Several times, I tried to gather information. If we agreed to transfer him to another ward for a few days of further inpatient care, would it be covered by insurance? While David convalesced, at least a dozen physicians stopped by for five-minute consultations. Were we being billed for these visits? Could we have refused all but the most essential?

 

Doctors impatiently brushed aside these questions; nurses told me to worry about it later and said they had no idea how individual procedures were priced or billed. When your husband is strapped up to heart monitors and an IV, you're not in a position to negotiate over how much they cost - and even if I were, no one in an ER is trained to field that kind of question.

 

When David was discharged, we left the hospital without any paperwork. My requests for a billing statement were waved off. It was being handled through our insurance company, we were told. We'd get the details in the mail.

 

A month later, the flood of paperwork started. Rather than one itemized bill, we received dozens of cryptic ones. A typical invoice carried a single charge, labeled "MEDICINE," for $570.75. A doctor whose name I didn't recognize sent us a bill saying the insurance company had declined to pay his fees and we would need to cover them. When I called his office for more information (our insurer had no record of his claim), I found out that his office had billed the wrong insurance company. That was just one of the half-dozen billing errors I hit in sorting out the blizzard of invoices.

 

We're among the lucky. My husband and I have health insurance through our employers. Of the five-figure sum his medical bills totaled, we're responsible for paying less than one-tenth. But despite dozens of phone calls and scores of requests for follow-up information, I still have only a hazy picture of the real costs of my husband's hospitalization, and of how much control we could have exerted to keep them down.

 

Medical services aren't designed to be treated like a cafeteria menu; there are no "rack rates," and something as simple as a pill has a complicated schedule of varying costs.
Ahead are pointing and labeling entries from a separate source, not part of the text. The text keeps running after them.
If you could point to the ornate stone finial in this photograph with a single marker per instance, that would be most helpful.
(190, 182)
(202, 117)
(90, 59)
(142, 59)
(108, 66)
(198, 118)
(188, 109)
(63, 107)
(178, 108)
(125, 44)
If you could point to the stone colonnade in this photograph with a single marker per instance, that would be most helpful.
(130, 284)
The doctor David sees monthly for follow-up care charges our insurance company $80 per visit; we cover a $25 co-pay. Were we paying directly, the per-visit rate would be $150. The push for consumers to more directly bear costs of their medical care ignores the problem of that kind of pricing differential. How can we effectively comparison-shop for services when the system is stacked against individual buyers?

 

I would love to see the medical system reformed to be more consumer-friendly; it's absurd that services so vital and so expensive should be so inscrutably priced. But without systematic changes, policies urging Americans to fight rising health-insurance costs by paying for more medical expenses out-of-pocket are recklessly premature. Until my local hospital and my family's regular doctors can offer standardized, itemized cost breakdowns for their services, I'll need an insurance company by my side to help navigate the medical-billing labyrinth.